Olsen Thomas, Vinknes Kathrine J, Blomhoff Rune, Lysne Vegard, Midttun Øivind, Dhar Indu, Ueland Per M, Svingen Gard F T, Pedersen Eva K R, Drevon Christian A, Refsum Helga, Nygård Ottar K
Department of Nutrition, Institute of Basic Medical Sciences, Faculty of Medicine, University of Oslo, Domus Medica, Sognsvannsveien 9, 0372, Oslo, Norway.
Department of Clinical Service, Division of Cancer Medicine, Oslo University Hospital, Forskningsveien 2A, 0372, Oslo, Norway.
Eur J Nutr. 2020 Sep;59(6):2383-2393. doi: 10.1007/s00394-019-02086-2. Epub 2019 Sep 9.
We hypothesized that biomarkers and dietary factors related to cardiovascular disease risk were associated with serum retinol and evaluated these potential associations in patients with suspected coronary artery disease (CAD).
We used cross-sectional data from 4116 patients hospitalised for suspected CAD. Dietary data were obtained from a subgroup of 1962 patients using a food frequency questionnaire. Potential biomarkers and dietary factors were explored using linear regression modelling adjusted for age and sex.
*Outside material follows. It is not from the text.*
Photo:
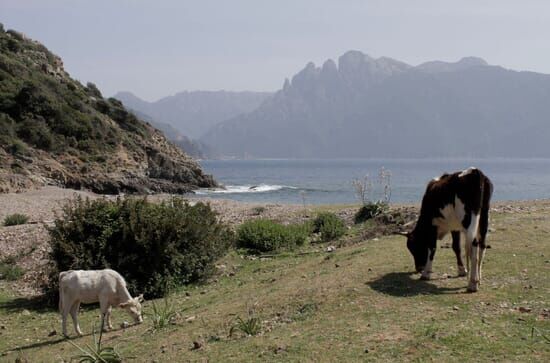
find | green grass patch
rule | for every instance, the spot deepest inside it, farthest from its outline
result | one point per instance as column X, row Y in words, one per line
column 15, row 219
Regression coefficients and corresponding confidence intervals (CI) are given as % change in serum retinol per unit change in the predictors. Analyses were performed in the total population and in strata of serum retinol tertiles.
In age- and sex-adjusted models, serum creatinine (standardized β: 0.38, 95% CI [0.35, 0.42]), plasma total cysteine (0.26, [0.23, 0.29]), serum uric acid (0.30, [0.26, 0.33]) and plasma neopterin (0.22, [0.18, 0.25]) were positively associated, whereas plasma serine (- 0.15, [- 0.18, - 0.12]) and serum C-reactive protein (- 0.15, [- 0.18, - 0.12]) were inversely associated with serum retinol. When we included the significant biomarkers in a multivariate model, the model explained 33% of the variability (R = 0.33) in serum retinol. The results were similar in the lower and upper tertiles of serum retinol. Weak or no associations were observed for dietary factors.
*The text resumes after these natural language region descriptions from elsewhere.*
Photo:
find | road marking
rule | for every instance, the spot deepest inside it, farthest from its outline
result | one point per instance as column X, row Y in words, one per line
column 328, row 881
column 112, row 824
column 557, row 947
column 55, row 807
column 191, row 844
In patients with suspected CAD, concentrations of creatinine, cysteine and uric acid were positively associated with serum retinol. Future studies should assess whether retinol concentrations are influenced by metabolic alterations in patients at risk of cardiovascular disease.
我们假设与心血管疾病风险相关的生物标志物和饮食因素与血清视黄醇有关,并在疑似冠心病(CAD)患者中评估了这些潜在关联。
我们使用了4116例因疑似CAD住院患者的横断面数据。饮食数据来自1962例患者的一个亚组,通过食物频率问卷获得。使用针对年龄和性别进行调整的线性回归模型探索潜在的生物标志物和饮食因素。回归系数和相应的置信区间(CI)表示为预测因子每单位变化时血清视黄醇的变化百分比。在总体人群和血清视黄醇三分位数分层中进行分析。
在年龄和性别调整模型中,血清肌酐(标准化β:0.38,95%CI[0.35,0.42])、血浆总半胱氨酸(0.26,[0.23,0.29])、血清尿酸(0.30,[0.26,0.33])和血浆新蝶呤(0.22,[0.18,0.25])呈正相关,而血浆丝氨酸(-0.15,[-0.18,-0.12])和血清C反应蛋白(-0.15,[-0.18,-0.12])与血清视黄醇呈负相关。当我们在多变量模型中纳入显著的生物标志物时,该模型解释了血清视黄醇变异性的33%(R=0.33)。血清视黄醇的较低和较高三分位数的结果相似。饮食因素的关联较弱或未观察到。
在疑似CAD患者中,肌酐、半胱氨酸和尿酸浓度与血清视黄醇呈正相关。未来的研究应评估视黄醇浓度是否受心血管疾病风险患者代谢改变的影响。